In the latest test of its tenacious allegiance to the U.S., Mexico has once again planted itself squarely in Washington’s corner. Verbalizing what would eventually be its position, Foreign Minister Luis Ernesto Derbez announced to reporters at a lunchtime meeting in Brazil on June 13, that in the race for the temporary UN Security Council seat between U.S.-favorite Guatemala and Venezuela, his country would support the former, and that “the position is quite clear.” The competition for the Security Council slot has sparked vigorous lobbying from Washington in an attempt to block Caracas’ bid. Even veiled efforts have been made, including a meeting in Secretary of State Rice’s office, in order to coerce Chilean foreign minister Alejandro Foxley, and a confidential diplomatic note – leaked to the BBC – which underscored the U.S. position. Yet it is likely that Derbez, just like his predecessor Jorge Castañeda, did not need much of a push. Under President Vicente Fox, Mexican foreign policy in recent years has consistently trended away from an independent stance, in favor of near obeisance to pro-U.S. initiatives, and the supremacy of Washington’s hemispheric wish list.
~Mr. Birns and Mr. Lettieri:
Mexico has made remarkable advances since 1991 towards true democracy, with political parties that actually compete for votes based on ideas, not handouts and coercion.
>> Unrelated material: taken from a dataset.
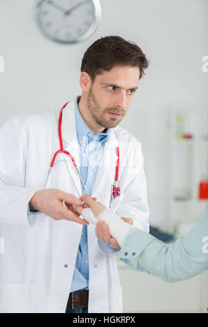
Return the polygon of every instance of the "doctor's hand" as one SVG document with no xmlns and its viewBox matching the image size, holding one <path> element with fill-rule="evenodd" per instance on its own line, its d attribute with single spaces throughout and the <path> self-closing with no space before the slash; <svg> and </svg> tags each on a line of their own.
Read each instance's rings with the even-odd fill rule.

Less recognized is that Mexico has made equally great strides towards free enterprise, and a system of societal meritocracy. Mexico has steadily been moving away from one-party, strongman political rule, corporate oligarchy, and racism, although she still has much to accomplish. Mexico, like Chile, is rapidly distancing itself from the failed political and economic models that guided Latin America throughout the 20th Century. It should be no wonder to you or anyone that modern Mexican leadership rejects retrograde politicians such as Chavez and Castro. Mexico is moving forward. Venezuela is moving backward. The citizens of nations that continue to pursue free enterprise and democracy are being well-served. The citizens of nations that accept dictatorial rule are doomed to poverty, as has been consistently demonstrated time and again for centuries. I am surprised that you have not noticed.
Mexico’s philosophical opposition to the dogma and doctrines of Chavez has nothing to do with obeisance to the United States, any more than the political and economic philosophies in Canada, Australia, Japan, and most of Europe represent US obeisance. The simple truth is that democracy and free enterprise work. Dictatorships do not work. Mexico understands, but obviously Venezuela does not, nor would it appear, does COHA.~
Yes, Mexico has made significant process since 1991, as you correctly point out, but it has a very long way to go to achieve authentic independence and bona fide sovereignty. Our contention that free markets don’t exhaust the definition of a full filled democracy and that the number of billionaires isn’t a faultless indicator of economic justice. To choose between today’s Mexico and Venezuela, surely one would have to agree that when it comes to exercisable options, Caracas is well ahead of Mexico’s cut.